There’s also a shortage of swordplay for a swashbuckler, in my opinion, but the finale delivers the goods, as Power, Tommy and the rest of the Revenge's crew battle it out with Leech’s men, cannons boom, cutlasses and cudgels fly, and Power and Sanders face off in one-on-one combat. Their swordfight isn’t in the same league as the excellent one between Power and Rathbone in The Mark of Zorro, and features that annoying sped-up effect so common to fighting scenes of this era, but overall it's jolly good stuff, and caps the movie off with a rousing flourish.
Tyrone Power would go on to further costume epics, such as Captain From Castile, Prince of Foxes and The Black Rose, yet none of these were able to match the sheer swagger, splendor or pictorial beauty of The Black Swan.

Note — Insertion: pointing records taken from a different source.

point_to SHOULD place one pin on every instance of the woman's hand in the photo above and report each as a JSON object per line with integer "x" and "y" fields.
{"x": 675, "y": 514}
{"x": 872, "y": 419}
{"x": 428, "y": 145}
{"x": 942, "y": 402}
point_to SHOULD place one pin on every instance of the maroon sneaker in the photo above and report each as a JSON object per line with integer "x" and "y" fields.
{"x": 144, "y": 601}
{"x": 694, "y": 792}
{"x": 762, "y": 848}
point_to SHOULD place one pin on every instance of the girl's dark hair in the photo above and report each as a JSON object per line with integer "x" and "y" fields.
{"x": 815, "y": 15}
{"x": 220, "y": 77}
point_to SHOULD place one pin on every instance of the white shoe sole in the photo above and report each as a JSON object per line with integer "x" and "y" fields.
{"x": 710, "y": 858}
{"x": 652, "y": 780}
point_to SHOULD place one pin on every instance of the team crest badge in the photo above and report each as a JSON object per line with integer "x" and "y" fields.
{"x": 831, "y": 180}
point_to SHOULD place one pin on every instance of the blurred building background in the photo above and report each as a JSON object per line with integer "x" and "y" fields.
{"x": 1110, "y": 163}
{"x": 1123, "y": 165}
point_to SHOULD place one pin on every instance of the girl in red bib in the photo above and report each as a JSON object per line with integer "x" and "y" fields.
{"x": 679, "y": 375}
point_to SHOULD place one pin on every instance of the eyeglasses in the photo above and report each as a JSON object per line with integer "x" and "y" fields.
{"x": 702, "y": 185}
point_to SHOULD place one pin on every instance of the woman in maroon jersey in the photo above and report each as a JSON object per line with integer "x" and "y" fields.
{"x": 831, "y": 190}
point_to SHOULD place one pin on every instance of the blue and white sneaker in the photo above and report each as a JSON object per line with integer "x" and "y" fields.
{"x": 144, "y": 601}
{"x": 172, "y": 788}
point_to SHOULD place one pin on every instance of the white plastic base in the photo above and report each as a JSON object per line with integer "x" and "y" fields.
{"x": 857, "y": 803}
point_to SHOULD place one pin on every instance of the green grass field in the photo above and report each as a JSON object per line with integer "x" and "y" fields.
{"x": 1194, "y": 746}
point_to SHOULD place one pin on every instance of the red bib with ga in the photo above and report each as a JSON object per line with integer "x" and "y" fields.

Acknowledgements: (1) excerpted from Thaddeus Tuleja's introduction to Cads and Cavaliers: The Film Adventurers by Tony Thomas, published by A.S. Barnes and Company, 1973. (2) is by Thomas, also quoted from the same source.
DVD Note: The Black Swan is part of Fox's "Studio Classics" line, and looks great on DVD (one can only imagine the splendor of an eventual Blu-Ray release, should we be so lucky). Extras include a typically informative commentary track hosted by Rudy Belmer, with frequent contributions from Maureen O'Hara.